Using cadaver dogs borrowed from Detroit police, and aided by students and professors from Michigan State University, F.B.I. agents said they were searching an 80-acre horse farm in Milford, Mich.
Daniel D. Roberts, the special agent in charge of the Detroit F.B.I. office, said the search could take weeks.
At a news conference this afternoon on a dirt road at the entrance to the Hidden Dreams Farm in Milford, Mr. Roberts said no trace of Mr. Hoffa had yet been discovered. Nor would he give details of the search warrant, which was sealed by a federal judge in Detroit.
But, Mr. Roberts said, "This is probably a fairly credible lead" in Mr. Hoffa's disappearance. Mr. Roberts, who has been in his position for the past two years, added that it was "the best lead I've seen come across in the Hoffa investigation."

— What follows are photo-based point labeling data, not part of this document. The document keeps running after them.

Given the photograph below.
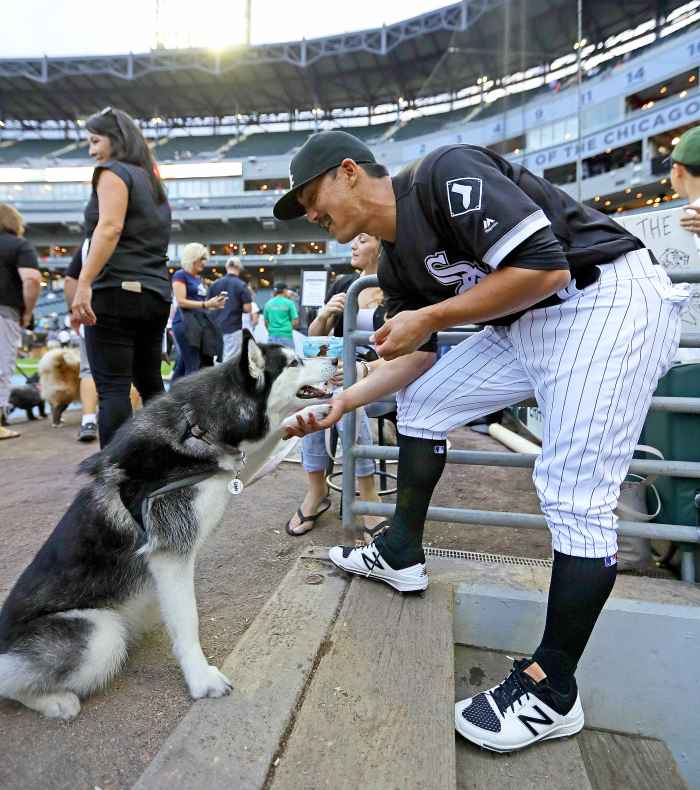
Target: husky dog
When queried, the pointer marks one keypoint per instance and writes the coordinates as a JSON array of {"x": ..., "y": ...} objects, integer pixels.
[
  {"x": 59, "y": 373},
  {"x": 130, "y": 538}
]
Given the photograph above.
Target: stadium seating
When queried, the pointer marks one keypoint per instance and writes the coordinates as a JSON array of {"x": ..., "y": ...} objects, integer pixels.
[
  {"x": 267, "y": 144},
  {"x": 30, "y": 149},
  {"x": 190, "y": 147}
]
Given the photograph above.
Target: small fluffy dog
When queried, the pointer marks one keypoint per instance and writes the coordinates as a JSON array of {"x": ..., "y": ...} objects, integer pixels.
[
  {"x": 59, "y": 375},
  {"x": 129, "y": 540}
]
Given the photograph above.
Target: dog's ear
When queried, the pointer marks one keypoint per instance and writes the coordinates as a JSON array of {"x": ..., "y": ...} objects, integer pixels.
[{"x": 252, "y": 360}]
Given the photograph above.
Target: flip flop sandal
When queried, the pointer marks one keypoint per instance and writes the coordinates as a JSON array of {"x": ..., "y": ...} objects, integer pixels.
[
  {"x": 326, "y": 502},
  {"x": 373, "y": 532}
]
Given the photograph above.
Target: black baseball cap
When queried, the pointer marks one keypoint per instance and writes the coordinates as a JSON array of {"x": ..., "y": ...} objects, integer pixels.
[{"x": 319, "y": 154}]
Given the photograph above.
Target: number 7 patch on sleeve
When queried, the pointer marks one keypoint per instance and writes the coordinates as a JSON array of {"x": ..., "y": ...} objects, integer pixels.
[{"x": 464, "y": 195}]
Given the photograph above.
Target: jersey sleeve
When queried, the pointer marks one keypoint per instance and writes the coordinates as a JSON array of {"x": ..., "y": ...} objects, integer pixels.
[
  {"x": 485, "y": 212},
  {"x": 117, "y": 168}
]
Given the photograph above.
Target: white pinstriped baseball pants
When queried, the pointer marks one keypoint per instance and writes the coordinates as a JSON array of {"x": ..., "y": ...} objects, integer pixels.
[{"x": 592, "y": 363}]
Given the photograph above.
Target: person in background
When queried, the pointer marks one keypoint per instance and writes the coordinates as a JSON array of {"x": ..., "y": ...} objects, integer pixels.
[
  {"x": 251, "y": 318},
  {"x": 20, "y": 283},
  {"x": 123, "y": 292},
  {"x": 88, "y": 391},
  {"x": 197, "y": 336},
  {"x": 281, "y": 317},
  {"x": 314, "y": 457},
  {"x": 685, "y": 179},
  {"x": 239, "y": 301}
]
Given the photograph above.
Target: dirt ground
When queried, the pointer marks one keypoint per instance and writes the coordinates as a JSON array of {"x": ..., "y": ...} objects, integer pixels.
[{"x": 120, "y": 730}]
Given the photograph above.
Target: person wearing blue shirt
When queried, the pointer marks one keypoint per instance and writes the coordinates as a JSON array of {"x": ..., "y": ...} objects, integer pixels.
[
  {"x": 230, "y": 318},
  {"x": 197, "y": 336}
]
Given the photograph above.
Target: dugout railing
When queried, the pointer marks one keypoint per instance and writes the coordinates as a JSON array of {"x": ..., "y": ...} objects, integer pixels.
[{"x": 686, "y": 536}]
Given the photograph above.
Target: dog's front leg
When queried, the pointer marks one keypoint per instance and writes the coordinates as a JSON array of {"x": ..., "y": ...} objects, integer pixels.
[{"x": 174, "y": 578}]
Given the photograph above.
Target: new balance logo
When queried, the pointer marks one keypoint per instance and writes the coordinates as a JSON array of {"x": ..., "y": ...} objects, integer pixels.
[
  {"x": 528, "y": 721},
  {"x": 371, "y": 563}
]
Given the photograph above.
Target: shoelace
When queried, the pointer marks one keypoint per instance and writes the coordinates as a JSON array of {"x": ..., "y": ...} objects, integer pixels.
[
  {"x": 375, "y": 560},
  {"x": 513, "y": 688}
]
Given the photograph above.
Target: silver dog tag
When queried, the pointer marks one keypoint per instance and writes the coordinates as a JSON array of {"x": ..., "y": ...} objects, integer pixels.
[{"x": 235, "y": 486}]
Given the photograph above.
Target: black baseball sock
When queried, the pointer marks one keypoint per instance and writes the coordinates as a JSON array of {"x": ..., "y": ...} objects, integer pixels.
[
  {"x": 577, "y": 593},
  {"x": 421, "y": 462}
]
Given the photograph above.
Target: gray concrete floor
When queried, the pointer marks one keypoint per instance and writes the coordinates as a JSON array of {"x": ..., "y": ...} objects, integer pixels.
[{"x": 119, "y": 730}]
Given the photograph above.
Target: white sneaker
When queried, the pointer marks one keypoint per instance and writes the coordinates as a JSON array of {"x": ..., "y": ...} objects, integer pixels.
[
  {"x": 517, "y": 713},
  {"x": 367, "y": 561}
]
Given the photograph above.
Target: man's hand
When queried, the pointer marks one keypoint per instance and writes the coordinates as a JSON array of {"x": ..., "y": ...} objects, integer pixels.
[
  {"x": 402, "y": 334},
  {"x": 312, "y": 424},
  {"x": 217, "y": 302},
  {"x": 691, "y": 219},
  {"x": 81, "y": 309}
]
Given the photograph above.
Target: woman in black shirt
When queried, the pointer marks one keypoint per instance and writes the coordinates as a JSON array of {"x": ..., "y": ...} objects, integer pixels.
[
  {"x": 19, "y": 289},
  {"x": 123, "y": 294}
]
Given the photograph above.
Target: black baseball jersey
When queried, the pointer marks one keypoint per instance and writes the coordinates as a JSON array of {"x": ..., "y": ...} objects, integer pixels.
[{"x": 463, "y": 212}]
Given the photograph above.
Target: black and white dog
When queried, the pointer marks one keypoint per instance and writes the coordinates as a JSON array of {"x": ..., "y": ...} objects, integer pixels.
[{"x": 129, "y": 540}]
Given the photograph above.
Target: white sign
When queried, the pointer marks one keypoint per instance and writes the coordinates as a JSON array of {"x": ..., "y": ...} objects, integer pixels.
[
  {"x": 642, "y": 125},
  {"x": 313, "y": 288},
  {"x": 674, "y": 247}
]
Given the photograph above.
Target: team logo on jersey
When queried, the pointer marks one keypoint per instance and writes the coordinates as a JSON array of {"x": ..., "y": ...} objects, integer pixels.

The F.B.I. contacted Mr. Hoffa's daughter, Barbara Hoffa Crancer, a circuit court judge in St. Louis, on Wednesday night, people with direct knowledge of the conversation said today. Mr. Hoffa's son, James P. Hoffa, who is the current Teamsters president, was in Detroit today but had no immediate comment.
Yet, such leads have perennially failed to turn up the body of Mr. Hoffa, who disappeared July 31, 1975, after failing to return from a dinner meeting. Police, who had been contacted by his family, found his 1974 Pontiac the next day in the parking lot of the Machus Red Fox restaurant in Bloomfield Township, Mich.
The latest search is the third in the past two years by the F.B.I., and it follows one of a number of tips that have placed Mr. Hoffa's body everywhere from the Meadowlands in New Jersey to a house in Detroit.